The European Central Bank (ECB) will keep policy unchanged when it meets on Thursday, even as pressure builds on the central bank to do more, according to a majority of euro money market traders polled by international news agencies Reuters and Bloomberg.
European Central Bank to stick with quantitative easing policy

The eurozone’s central bank may discuss technical adjustments to its asset purchase scheme but a decision could be deferred until December, sources familiar with the discussion told Reuters last week.

Eurozone inflation was just 0.4% in September on an annual basis, nowhere near the ECB’s 2% target ceiling, but 15 of 19 traders in yesterday’s Reuters poll said the ECB would keep policy unchanged on Thursday.

The other four traders expect the ECB to announce an extension to its monthly bond-buying beyond its current end-date in March 2017.

When asked what the ECB would do by year-end, 11 of 19 traders said the ECB would make no changes to policy.

The remainder said it would extend quantitative easing beyond March 2017, increase the amount of monthly asset purchases, or both.

Currently, the ECB buys bonds worth €80bn each month.

The regular survey showed that banks will take €31bn from the ECB at its weekly refinancing operation, similar to the €32.9bn maturing from last week.

Similarly, a Bloomberg poll suggested that with consumer prices barely rising and the recovery still fragile,the ECB will prolong bond-buying.

That decision is more likely to be taken in December than at this week’s policy meeting, and most analysts say the programme will not start to be wound down until the second half of 2017.

Even then, the ECB is only expected to act if euro-area inflation is holding above 1.5%.

Officials are under pressure to reveal their strategy for QE, but while questions have surfaced about how the ECB will ultimately reduce the stimulus, for now the focus is on how to ensure purchases can proceed amid increased scarcity in some markets.

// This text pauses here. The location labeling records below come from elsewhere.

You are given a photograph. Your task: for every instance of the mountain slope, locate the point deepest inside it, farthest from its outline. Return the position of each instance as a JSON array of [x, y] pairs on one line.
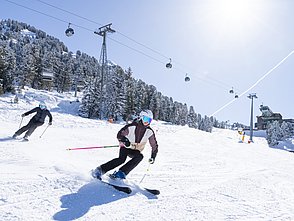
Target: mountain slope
[[201, 176]]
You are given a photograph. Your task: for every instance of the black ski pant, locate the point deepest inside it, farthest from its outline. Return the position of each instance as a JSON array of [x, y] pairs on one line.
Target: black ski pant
[[123, 154], [30, 127]]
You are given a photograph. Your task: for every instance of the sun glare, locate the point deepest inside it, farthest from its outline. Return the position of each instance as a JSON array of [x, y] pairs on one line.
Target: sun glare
[[235, 20], [234, 11]]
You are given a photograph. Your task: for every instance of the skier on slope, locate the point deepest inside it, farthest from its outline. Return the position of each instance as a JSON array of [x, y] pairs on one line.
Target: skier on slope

“Central bankers have to think about how long the QE programme should and can last, and it’s very important for Draghi to sound flexible,” said Maxime Sbaihi, an economist at Bloomberg Intelligence in London.

“There are still more doves than hawks in the Governing Council, meaning that the balance of power is consistent with more easing. Any tapering decision would only come after a time extension.”